Я вспомнила газетные снимки, на которых коллаборационистов, мужчин и женщин, подвергали унижению, а то и обходились с ними круче. Та старуха не зря помянула фонарные столбы.
– Он был совсем не дурак. – Эва отставила масленку. – Он угождал власть имущим, однако помнил, что они могут потерпеть поражение. У него всегда имелось место, куда можно сбежать, прихватив свои деньги, и под новым именем все начать заново. Лилль, потом Лимож. – Эва смолкла, задумавшись. – Наверное, он уже планировал побег, когда в пятнадцатом году привез меня сюда. Я об этом не догадывалась, ведь он сказал, что присматривает место для второго ресторана. Я думала, он хочет расширить дело. Видимо, Рене о том и не помышлял, но подыскивал место для новой жизни, если вдруг возникнет такая необходимость. И она возникла.
– Хм. – Я вся перепачкалась в смазке, но процесс меня увлек. Наверное, я бы вряд ли прогуливала уроки домоводства, если б на них вместо выпечки бисквитов учили разбирать оружие. – Знаете, Рене Борделон и Рене дю Маласси отличаются не только именем.
– Чем же еще?
– Готовностью нажать спусковой крючок. – Я глянула на эту деталь пистолета, в разобранном виде совсем не страшного. – По вашим рассказам, Борделон брезговал грязной работой. Поймав на воровстве вашего предшественника, он подвел его под расстрел, который исполнили немцы. А вот дю Маласси не замешкался собственноручно спустить курок.

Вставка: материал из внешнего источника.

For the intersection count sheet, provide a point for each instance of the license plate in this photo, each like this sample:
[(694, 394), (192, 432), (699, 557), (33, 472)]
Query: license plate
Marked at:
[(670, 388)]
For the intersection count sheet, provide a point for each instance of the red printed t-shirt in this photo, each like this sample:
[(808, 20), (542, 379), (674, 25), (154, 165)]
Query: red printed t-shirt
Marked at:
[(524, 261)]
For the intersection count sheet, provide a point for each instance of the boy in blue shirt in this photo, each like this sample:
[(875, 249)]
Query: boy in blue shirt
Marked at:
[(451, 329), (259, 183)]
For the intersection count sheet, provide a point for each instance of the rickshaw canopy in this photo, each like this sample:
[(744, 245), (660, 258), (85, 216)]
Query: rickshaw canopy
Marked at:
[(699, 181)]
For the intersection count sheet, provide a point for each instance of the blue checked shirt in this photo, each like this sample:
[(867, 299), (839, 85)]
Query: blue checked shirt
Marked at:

– Перейти эту грань неп-просто, – согласилась Эва.
Похоже, она знала, о чем говорит.
– Почему же он так изменился? Что превратило его из эстета барышника… – Я припомнила, как выразилась старуха. – …в элегантного убийцу?
Эва криво усмехнулась.
– Полагаю, я.
В уравнении возникла неизвестная величина, но расспросить о ней я не успела – жестом приказав собрать пистолет, Эва замкнулась. Я сменила тактику:
– Как же вы его разыщете? Наверняка у него опять другое имя. – Я закрепила ствол. – Куда он мог смыться из Лиможа?
Меня до мурашек будоражила мысль, что речь не просто о жадном до наживы старом враге, но об убийце.